A noter qu'à la mort de Schlageter, l'image du défunt fut récupérée tour à
tour par la république de Weimar, par le parti communiste allemand,
puis enfin par le parti nazi. Le mythe de Schlageter, héros martyr et figure
héroïque de la résistance allemande, fut particulièrement populaire à
l'époque du troisième Reich. C'est ainsi que furent baptisés en son nom
plusieurs unités de la Luftwaffe (l'armée de l'air allemande), un
navire, deux groupes SA[7],
une île de Basse-Saxe, ainsi que de nombreuses écoles et confréries
étudiantes.
Par ailleurs, la pièce de Hanns Johst ayant connu
un grand succès au sein des élites nazies, la réplique du personnage de
Thiemann fut reprise (et adaptée) par plusieurs dignitaires du troisième
Reich.
[1]
A noter que le troisième Reich faisait suite à l’Empire allemand, ou
deuxième Reich, proclamé à Versailles le 18 janvier
1871. Ce dernier faisant implicitement référence au premier Reich,
c'est-à-dire le Saint Empire romain germanique, qui exista pendant
plus de mille ans, de 800 à 1806.
[2]
Goering, né en janvier 1893, participa à la première guerre mondiale
en tant que jeune officier. Luttant dans les tranchées humides, sa
santé déclina rapidement et il fut hospitalisé quelques semaines.
Rejoignant l’armée de l’air suite à sa convalescence, il rejoignit
le parti nazi quelques années après la fin du conflit. Elu député en
1928, il fut nommé président du Reichstag en 1932, ministre de
l’Air en 1933, et commandant en chef de la Luftwaffe en 1935.
Capturé suite à la chute de Berlin, en 1945, il se suicida dans sa
cellule afin d'éviter la pendaison.
[3]
Goebbels, né en octobre 1897, rejoignit le parti nazi en 1924. Nommé
ministre de la propagande du troisième Reich en 1933, il se donna la
mort peu de temps après le suicide d'Hitler, en avril 1945.
[4] Né en mai
1907, von Schirach rejoignit le parti nazi en 1925. En raison de son
jeune âge, il fut nommé chef de l'Union des étudiants hitlériens
(1928), chef des Jeunesses hitlériennes (1931), puis
secrétaire d'Etat à la jeunesse (1936).
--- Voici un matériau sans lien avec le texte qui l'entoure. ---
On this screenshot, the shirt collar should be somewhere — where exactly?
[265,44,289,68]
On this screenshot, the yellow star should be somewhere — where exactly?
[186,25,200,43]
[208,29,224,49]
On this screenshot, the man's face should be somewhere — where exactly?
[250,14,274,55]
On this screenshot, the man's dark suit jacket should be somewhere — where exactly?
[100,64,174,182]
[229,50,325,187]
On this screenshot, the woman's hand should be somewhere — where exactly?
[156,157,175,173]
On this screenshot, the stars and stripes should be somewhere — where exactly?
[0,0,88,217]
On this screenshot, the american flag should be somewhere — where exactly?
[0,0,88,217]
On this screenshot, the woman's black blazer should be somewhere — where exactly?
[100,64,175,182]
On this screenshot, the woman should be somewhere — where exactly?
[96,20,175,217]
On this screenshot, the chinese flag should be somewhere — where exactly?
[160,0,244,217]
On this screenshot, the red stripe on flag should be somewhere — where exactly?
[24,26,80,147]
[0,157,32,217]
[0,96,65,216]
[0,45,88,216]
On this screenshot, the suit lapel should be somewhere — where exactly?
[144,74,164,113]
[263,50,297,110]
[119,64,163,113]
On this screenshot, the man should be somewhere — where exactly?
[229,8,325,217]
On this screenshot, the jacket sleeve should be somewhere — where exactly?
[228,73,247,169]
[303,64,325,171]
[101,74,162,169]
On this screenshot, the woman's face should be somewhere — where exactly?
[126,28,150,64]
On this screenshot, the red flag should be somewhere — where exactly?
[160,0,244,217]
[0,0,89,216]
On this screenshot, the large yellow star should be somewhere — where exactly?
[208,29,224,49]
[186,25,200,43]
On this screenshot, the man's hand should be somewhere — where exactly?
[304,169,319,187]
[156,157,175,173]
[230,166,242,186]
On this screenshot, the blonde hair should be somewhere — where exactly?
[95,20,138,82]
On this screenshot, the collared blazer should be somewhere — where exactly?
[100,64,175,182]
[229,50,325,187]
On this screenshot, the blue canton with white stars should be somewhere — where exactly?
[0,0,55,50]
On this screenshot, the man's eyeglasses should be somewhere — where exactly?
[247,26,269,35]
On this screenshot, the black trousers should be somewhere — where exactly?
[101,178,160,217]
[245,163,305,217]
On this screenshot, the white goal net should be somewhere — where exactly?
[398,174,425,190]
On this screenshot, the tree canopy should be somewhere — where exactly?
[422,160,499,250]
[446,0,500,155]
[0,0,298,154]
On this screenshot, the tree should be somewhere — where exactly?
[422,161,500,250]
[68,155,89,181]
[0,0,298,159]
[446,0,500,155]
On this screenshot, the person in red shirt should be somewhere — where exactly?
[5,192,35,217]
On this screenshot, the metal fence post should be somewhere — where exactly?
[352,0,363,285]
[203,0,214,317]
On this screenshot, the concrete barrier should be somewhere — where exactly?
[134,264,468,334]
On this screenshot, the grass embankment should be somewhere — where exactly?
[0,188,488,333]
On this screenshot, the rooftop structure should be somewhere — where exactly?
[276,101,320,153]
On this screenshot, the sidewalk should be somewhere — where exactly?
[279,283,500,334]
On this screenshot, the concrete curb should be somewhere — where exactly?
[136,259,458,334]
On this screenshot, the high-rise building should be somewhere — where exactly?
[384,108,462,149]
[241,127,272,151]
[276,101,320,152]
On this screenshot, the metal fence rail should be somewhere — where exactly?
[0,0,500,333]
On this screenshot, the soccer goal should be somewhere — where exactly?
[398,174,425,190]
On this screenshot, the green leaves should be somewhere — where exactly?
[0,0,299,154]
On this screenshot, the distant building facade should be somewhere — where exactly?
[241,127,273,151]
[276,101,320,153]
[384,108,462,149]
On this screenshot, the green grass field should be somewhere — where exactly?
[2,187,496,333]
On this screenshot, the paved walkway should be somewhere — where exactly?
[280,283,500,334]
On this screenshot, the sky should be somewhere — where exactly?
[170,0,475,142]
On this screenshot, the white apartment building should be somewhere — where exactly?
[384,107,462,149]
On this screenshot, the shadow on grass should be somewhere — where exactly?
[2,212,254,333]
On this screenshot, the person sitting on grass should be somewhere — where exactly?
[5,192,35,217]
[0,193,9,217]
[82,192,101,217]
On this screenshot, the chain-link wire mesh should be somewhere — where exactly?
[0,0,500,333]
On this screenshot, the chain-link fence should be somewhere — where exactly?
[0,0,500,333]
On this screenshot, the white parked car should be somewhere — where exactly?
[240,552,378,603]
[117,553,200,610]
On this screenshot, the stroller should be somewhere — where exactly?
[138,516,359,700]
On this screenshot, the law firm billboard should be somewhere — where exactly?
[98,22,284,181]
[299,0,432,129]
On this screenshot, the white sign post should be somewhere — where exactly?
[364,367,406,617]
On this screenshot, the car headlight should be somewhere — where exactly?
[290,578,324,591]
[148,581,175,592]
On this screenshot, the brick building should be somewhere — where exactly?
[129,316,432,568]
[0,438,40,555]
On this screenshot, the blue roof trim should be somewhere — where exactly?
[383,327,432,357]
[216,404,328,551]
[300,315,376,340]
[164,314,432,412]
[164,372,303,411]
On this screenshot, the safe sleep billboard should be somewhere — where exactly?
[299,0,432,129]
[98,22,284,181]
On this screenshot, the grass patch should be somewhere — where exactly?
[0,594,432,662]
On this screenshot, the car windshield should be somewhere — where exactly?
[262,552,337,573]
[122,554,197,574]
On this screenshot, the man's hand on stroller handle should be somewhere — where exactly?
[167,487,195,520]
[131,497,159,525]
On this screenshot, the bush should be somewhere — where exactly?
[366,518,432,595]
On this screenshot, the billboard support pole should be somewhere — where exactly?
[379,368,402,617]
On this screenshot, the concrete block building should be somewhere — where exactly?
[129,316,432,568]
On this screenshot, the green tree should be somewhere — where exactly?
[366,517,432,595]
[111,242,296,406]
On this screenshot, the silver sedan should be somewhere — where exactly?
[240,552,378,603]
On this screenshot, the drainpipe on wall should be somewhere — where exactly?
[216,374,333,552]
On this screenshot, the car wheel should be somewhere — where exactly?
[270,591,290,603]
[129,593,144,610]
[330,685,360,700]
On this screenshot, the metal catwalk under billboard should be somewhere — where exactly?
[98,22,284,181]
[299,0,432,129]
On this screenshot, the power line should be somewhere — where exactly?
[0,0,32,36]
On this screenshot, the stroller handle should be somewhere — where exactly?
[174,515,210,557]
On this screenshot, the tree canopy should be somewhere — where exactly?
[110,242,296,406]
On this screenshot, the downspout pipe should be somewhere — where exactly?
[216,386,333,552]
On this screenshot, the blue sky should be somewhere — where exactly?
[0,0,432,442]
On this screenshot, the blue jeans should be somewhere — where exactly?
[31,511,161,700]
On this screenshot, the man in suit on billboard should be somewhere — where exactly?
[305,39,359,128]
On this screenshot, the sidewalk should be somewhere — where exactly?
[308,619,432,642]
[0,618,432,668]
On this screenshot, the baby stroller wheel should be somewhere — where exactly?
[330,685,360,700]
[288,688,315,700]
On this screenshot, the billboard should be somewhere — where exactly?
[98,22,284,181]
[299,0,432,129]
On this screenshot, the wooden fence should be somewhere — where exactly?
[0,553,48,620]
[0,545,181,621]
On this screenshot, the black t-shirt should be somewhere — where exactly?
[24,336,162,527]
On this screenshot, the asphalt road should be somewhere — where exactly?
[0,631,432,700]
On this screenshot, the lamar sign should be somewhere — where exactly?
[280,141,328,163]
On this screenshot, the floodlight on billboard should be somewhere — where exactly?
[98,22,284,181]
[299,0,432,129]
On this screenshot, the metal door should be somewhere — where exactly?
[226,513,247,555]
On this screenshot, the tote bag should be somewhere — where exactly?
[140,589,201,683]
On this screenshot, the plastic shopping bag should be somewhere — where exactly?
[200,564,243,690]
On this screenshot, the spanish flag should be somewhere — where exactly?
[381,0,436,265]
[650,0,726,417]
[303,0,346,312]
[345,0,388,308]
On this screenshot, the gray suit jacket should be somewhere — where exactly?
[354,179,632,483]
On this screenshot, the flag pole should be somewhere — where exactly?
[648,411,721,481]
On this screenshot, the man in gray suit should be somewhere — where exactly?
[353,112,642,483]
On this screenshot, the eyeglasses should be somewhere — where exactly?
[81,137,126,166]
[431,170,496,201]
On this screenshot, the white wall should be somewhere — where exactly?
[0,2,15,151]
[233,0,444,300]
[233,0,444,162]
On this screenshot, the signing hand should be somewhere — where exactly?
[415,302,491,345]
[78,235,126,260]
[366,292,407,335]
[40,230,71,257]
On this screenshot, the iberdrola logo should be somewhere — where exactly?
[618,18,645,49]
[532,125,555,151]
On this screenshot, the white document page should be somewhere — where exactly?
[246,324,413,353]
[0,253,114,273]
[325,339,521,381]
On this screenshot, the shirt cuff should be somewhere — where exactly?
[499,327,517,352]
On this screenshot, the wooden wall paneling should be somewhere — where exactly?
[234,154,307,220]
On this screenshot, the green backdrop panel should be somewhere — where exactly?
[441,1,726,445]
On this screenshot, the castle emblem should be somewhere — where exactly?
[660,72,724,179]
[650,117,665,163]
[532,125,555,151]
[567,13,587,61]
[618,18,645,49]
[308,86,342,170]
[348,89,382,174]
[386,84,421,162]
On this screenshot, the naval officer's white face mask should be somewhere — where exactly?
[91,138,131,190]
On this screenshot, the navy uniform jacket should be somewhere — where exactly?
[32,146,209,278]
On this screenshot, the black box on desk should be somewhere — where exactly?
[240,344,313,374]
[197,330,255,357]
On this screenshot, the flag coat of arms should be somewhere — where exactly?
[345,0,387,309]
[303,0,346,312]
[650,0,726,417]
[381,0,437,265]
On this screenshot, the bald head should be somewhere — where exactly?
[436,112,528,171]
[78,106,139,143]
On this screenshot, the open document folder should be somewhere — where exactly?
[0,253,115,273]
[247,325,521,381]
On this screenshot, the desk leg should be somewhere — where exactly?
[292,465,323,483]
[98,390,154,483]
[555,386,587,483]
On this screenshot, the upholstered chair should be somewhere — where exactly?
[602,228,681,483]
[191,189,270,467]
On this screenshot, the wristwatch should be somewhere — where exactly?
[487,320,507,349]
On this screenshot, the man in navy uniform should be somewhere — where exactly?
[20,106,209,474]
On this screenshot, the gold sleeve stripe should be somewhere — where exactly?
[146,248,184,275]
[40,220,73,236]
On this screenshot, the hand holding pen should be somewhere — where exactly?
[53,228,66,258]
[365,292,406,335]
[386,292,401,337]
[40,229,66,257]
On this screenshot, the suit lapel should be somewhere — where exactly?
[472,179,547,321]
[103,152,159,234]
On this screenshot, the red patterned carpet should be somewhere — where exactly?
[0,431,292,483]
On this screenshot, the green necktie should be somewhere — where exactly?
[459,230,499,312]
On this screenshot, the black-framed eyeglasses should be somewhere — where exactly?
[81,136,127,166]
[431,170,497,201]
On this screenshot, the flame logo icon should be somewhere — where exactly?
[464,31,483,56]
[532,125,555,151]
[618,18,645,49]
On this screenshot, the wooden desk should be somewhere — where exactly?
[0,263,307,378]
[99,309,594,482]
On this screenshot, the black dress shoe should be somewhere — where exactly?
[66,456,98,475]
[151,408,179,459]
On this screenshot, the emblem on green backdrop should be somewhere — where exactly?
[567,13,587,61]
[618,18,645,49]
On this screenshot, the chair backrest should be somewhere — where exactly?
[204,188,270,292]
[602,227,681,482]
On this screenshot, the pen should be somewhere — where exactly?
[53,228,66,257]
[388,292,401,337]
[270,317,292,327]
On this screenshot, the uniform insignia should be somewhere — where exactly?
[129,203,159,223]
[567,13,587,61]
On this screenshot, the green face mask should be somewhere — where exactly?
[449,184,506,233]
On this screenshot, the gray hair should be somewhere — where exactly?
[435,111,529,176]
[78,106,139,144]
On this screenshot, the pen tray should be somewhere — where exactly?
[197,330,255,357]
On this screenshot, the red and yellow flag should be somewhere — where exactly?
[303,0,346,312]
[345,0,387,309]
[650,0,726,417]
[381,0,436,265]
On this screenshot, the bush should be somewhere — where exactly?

En 1940, en raison de son
opposition à la guerre, il fut contraint de quitter la direction des
Jeunesses hitlériennes et fut nommé gouverneur de Vienne. A l'issue
du procès de Nuremberg, en 1945, il fut condamné à vingt années de
prison.
[5]
Ce dernier, à la tête de la première formation politique à l'assemblée, avait
été nommé chancelier du Reich par le président Paul von Hidenburg en
janvier 1933. Au mois de mars, bien que ne disposant pas de la majorité absolue,
il demanda aux députés de voter en faveur de la loi allemande des pleins
pouvoirs, première étape vers la dictature nazie. Pour en savoir plus à ce
sujet, voir le d), 10, section II, chapitre cinquième, La troisième
république.
[6]
En janvier 1923, le président du conseil (ancien titre donné au premier
ministre)
Raymond Poincaré,
constatant que l'Allemagne tardait à rembourser ses dettes de guerre, décida
d’envahir la Ruhr, la plus riche région industrielle du pays.
Pour en savoir plus à ce sujet, voir le 8, section I, chapitre cinquième,
La troisième république.
[7]
La
SA(Sturmabteilungen
allemand, ou « bataillon d’assaut ») était un service d'ordre du parti nazi
créé en 1921.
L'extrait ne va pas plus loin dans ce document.